New York units in World War I added to the history of the National Guard. The band of the New York National Guard's 369th Infantry Regiment, an African American unit originally formed as the 15th New York, is credited with introducing jazz music to Europe during World War I. The 369th became known as the Harlem Hell Fighters.
The New York Army National Guard's 42nd Infantry Division was given its nickname "The Rainbow Division" during World War I by General Douglas MacArthur. MacArthur, then a colonel, was charged with organizing a division of National Guard troops from across the country to deploy to France in 1917. He described the division as stretching across the country "like a rainbow."
New York's 69th Infantry, which distinguished itself during the Civil War, was portrayed in the 1940 movie "The Fighting 69th," starring Jimmy Cagney and Pat O'Brien. The movie was based on the historic unit's service in World War I.
Contributions continued in World War II. Soldiers of the New York National Guard's 105th Infantry Regiment faced the largest Japanese "Banzai" attack of World War II on July 7, 1944, on the island of Saipan.

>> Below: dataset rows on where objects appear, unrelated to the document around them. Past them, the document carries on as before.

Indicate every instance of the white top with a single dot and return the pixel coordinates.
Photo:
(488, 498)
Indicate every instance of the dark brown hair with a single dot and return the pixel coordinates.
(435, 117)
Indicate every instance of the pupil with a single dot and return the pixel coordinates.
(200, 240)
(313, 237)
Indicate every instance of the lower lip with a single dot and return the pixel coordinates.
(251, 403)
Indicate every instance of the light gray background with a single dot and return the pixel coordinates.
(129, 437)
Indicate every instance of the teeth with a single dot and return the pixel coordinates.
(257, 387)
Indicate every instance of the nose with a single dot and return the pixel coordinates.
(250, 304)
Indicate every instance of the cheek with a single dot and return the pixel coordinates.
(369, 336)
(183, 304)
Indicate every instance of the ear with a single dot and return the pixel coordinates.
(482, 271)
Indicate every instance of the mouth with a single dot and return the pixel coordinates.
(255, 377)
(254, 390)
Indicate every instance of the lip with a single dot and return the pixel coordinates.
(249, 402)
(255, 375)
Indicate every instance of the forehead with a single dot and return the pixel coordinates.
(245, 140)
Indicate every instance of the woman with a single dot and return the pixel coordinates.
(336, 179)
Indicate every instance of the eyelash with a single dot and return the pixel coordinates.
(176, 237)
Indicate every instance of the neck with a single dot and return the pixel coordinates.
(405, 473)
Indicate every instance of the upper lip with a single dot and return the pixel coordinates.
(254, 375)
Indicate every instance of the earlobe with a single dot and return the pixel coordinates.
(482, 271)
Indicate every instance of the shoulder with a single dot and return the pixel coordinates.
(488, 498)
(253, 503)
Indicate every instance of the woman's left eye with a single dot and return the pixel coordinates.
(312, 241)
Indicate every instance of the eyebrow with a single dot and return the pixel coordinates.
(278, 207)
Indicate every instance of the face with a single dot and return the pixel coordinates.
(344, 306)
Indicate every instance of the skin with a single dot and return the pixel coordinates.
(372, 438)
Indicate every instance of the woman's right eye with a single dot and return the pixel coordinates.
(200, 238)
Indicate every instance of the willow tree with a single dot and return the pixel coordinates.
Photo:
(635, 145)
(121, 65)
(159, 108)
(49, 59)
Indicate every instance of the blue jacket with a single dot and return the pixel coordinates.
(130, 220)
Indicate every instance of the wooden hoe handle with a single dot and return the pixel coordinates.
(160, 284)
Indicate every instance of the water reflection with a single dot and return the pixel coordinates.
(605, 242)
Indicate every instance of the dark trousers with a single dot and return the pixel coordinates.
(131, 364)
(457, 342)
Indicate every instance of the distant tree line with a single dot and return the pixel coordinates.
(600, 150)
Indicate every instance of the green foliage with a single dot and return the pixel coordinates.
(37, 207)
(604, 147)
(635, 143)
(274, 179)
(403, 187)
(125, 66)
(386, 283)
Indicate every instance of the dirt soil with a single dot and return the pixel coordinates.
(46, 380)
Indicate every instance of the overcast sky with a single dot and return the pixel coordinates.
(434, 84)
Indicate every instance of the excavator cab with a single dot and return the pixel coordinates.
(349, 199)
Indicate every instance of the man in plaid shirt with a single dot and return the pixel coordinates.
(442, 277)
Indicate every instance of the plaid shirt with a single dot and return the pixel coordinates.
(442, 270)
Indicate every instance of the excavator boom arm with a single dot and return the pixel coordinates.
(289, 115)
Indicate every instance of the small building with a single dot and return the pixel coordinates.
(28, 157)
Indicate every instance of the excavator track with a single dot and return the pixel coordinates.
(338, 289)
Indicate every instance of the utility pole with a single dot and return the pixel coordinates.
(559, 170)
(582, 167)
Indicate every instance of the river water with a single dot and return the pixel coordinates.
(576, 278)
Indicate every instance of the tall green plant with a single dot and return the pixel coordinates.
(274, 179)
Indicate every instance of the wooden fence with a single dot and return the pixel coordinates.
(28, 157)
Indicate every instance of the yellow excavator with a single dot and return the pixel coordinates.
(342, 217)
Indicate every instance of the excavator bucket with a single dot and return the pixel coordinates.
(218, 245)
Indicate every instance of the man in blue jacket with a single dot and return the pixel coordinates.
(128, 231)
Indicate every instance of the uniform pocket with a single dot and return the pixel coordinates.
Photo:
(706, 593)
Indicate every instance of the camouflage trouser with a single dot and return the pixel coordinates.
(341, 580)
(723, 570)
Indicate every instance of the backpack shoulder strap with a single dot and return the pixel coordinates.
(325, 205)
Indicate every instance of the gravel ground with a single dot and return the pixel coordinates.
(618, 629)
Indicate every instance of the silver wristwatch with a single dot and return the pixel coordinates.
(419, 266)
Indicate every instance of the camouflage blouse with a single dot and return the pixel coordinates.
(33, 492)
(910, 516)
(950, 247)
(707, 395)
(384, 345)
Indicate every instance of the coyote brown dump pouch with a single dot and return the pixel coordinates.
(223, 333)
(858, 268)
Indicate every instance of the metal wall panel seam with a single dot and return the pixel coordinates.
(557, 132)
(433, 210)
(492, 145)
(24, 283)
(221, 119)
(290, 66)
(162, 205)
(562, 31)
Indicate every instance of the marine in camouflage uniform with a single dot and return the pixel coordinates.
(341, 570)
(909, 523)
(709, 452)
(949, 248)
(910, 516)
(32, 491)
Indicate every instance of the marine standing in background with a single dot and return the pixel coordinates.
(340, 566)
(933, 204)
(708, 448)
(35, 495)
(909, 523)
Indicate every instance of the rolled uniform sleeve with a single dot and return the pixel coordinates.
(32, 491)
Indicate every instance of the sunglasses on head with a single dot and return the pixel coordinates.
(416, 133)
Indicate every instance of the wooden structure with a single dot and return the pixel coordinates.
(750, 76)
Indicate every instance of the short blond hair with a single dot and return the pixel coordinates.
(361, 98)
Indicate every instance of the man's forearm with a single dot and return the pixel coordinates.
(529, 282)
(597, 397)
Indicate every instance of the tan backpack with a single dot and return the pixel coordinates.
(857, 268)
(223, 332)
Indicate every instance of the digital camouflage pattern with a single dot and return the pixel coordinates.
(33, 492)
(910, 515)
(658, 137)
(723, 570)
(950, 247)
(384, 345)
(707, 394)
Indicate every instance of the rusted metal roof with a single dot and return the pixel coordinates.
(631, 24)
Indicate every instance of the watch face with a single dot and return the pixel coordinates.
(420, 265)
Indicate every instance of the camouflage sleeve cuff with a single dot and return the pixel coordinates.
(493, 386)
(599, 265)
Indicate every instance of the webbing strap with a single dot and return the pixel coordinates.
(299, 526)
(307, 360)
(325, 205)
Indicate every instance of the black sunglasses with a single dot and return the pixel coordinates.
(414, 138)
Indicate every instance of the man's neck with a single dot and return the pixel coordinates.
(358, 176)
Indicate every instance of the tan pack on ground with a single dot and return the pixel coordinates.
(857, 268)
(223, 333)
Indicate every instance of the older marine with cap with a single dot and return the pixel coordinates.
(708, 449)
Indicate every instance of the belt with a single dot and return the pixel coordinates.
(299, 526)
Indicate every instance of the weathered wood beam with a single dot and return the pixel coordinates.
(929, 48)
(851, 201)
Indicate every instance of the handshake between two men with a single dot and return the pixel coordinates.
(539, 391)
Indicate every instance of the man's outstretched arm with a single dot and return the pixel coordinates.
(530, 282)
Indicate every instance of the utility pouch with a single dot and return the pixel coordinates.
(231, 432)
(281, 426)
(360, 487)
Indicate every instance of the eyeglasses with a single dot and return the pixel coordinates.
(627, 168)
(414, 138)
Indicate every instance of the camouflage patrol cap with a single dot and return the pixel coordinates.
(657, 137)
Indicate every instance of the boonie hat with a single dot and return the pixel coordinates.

The 1st and 2nd Battalions of the 105th Infantry had 650 men killed and wounded but killed more than 4,300 Japanese soldiers. Three regimental Soldiers earned the Medal of Honor posthumously in that battle.
The New York Air National Guard's 138th Fighter Interceptor Squadron, based at Syracuse, was one of two Air National Guard units assigned to provide aircraft for the defense of the United States on March 1, 1953. Today the unit operates the MQ-9 remotely piloted aircraft.
In 2005 the New York National Guard's 42nd Infantry Division served in Iraq and was the first National Guard division headquarters to deploy to a combat zone since the Korean War in 1953. The division headquarters commanded both active Army and National Guard brigades.
There are 10,000 members of the New York Army National Guard and 5,800 members of the New York Air National Guard.
Almost 1,700 NYNG Soldiers and Airmen are currently on duty responding to the COVID-19 pandemic. The NYNG is participating in a Pentagon pilot program to provide a vaccine to military personnel.